If you introduce any pay structure into healthcare you are saying that those
with money can reserve scarce resources ahead of those without.

You are saying rich people are more important than the poor and the poor
should die more quickly to get them out of the way.

If you live in a society that takes that view, how long before you become the
poor?

------
gremlinsinc
I'm a Bernie supporter.. and like the single-payer idea... but if that can't
get passed--how about we get rid of Insurers--and make HOSPITALS provide
insurance.

You pay your local hospital $x per month based on income... something like
4-6% of your income if you earn > $30k.

The hospital might get some gov't subsidies based on # of insured patients it
carries.

When you travel your hospital covers the bills at other hospitals. Since each
hospital = insurer they will work/negotiate with other hospitals for faired
deals than they would w/ insurance companies.

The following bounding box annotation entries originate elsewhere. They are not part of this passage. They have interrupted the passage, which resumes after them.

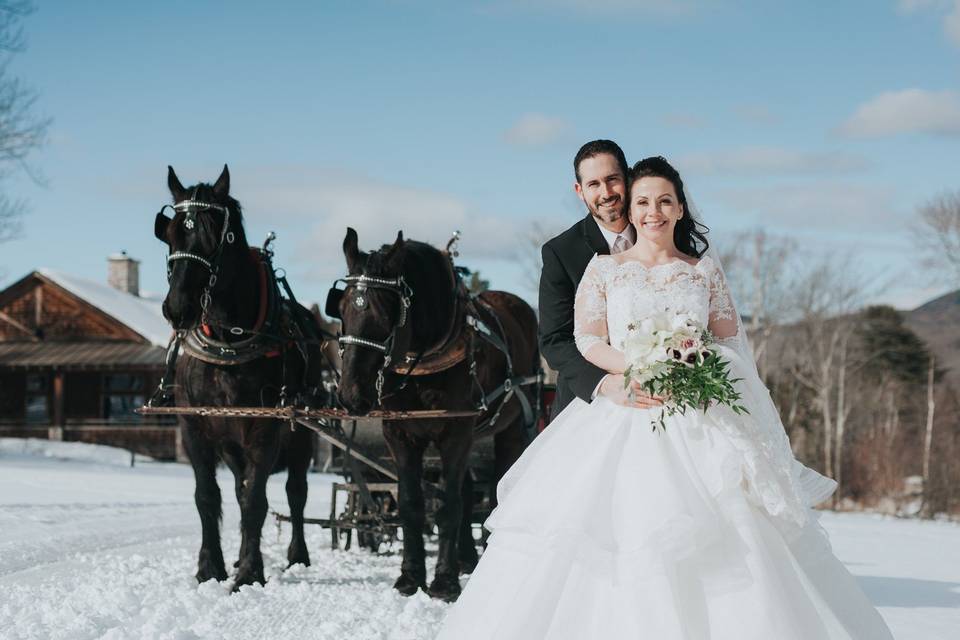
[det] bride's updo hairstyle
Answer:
[627,156,710,258]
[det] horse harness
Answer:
[148,189,334,405]
[325,242,542,435]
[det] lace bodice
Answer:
[573,255,739,354]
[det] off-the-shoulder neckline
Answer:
[594,253,710,271]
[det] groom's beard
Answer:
[587,196,627,226]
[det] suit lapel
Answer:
[580,214,610,256]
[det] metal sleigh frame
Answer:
[136,229,545,551]
[137,396,542,551]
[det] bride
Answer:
[438,157,892,640]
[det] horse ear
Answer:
[343,227,360,271]
[153,211,173,242]
[384,231,405,272]
[213,165,230,198]
[167,165,187,202]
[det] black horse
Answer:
[327,229,540,601]
[154,166,319,590]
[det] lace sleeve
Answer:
[707,260,741,346]
[573,256,608,354]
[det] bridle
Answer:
[325,274,419,404]
[157,187,236,324]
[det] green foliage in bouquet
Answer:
[623,349,749,431]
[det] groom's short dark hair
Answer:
[573,140,628,183]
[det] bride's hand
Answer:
[599,375,663,409]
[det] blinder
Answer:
[332,274,413,403]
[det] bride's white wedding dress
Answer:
[438,256,892,640]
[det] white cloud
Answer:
[897,0,960,47]
[715,180,906,232]
[734,104,780,124]
[234,167,518,279]
[897,0,949,13]
[677,147,870,175]
[503,113,570,147]
[840,89,960,137]
[493,0,696,15]
[943,0,960,47]
[660,113,707,129]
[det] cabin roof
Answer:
[0,340,166,370]
[36,269,173,347]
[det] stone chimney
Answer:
[107,251,140,296]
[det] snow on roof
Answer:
[38,269,173,347]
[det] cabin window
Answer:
[103,373,145,422]
[24,373,50,424]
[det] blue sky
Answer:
[0,0,960,307]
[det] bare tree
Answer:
[913,191,960,285]
[0,0,50,243]
[720,229,799,379]
[920,354,937,515]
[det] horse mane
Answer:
[364,240,456,347]
[174,182,250,248]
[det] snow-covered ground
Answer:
[0,439,960,640]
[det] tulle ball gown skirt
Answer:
[438,399,892,640]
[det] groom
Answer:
[540,140,660,419]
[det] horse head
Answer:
[154,165,249,331]
[327,229,412,415]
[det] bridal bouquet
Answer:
[623,311,747,431]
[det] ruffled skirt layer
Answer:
[438,399,892,640]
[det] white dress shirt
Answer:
[590,218,637,400]
[593,219,637,253]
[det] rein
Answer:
[326,273,422,404]
[157,187,236,324]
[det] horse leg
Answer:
[490,416,529,509]
[383,422,427,596]
[427,420,473,602]
[180,419,227,582]
[286,427,313,567]
[457,469,480,573]
[222,442,246,569]
[233,436,277,591]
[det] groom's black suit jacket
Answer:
[540,215,610,418]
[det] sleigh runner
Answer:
[140,174,544,600]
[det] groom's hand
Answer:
[598,375,663,409]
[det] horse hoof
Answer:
[460,547,480,575]
[287,556,310,569]
[197,566,227,582]
[231,569,267,593]
[427,576,460,602]
[393,573,427,596]
[287,546,310,569]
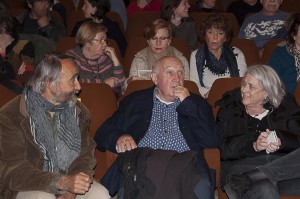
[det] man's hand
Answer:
[173,86,190,102]
[56,192,76,199]
[56,172,93,194]
[116,135,137,153]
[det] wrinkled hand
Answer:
[56,192,76,199]
[37,15,50,27]
[116,135,137,153]
[104,46,120,66]
[56,172,93,194]
[173,86,190,102]
[105,77,119,88]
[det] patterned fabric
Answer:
[66,46,125,85]
[196,43,240,87]
[287,45,300,81]
[138,90,190,152]
[24,88,81,173]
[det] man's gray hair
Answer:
[27,54,62,93]
[245,65,286,108]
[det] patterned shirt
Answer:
[138,89,190,152]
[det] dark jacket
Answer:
[95,87,222,194]
[71,17,127,56]
[0,95,96,199]
[217,88,300,160]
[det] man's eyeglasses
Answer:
[93,38,108,44]
[151,37,170,42]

This also will do away with some of the billing requirements and could
streamline that process a bit.

A good startup might be creating the billing systems that manage all of this,
and centralizes everything between different hospitals.

No HMOs, Networks, etc... Hospitals could choose what extras they might cover
like infertility/etc... as a bonus so patients might pick a different local
hospital that has better coverage..

The boon for the hospital: Monthly recurring income from all it's patients -
past, present, and future.

------
kapauldo
Happy to see this. Free market health care has failed, glad there is a
critical mass of people willing to get something new.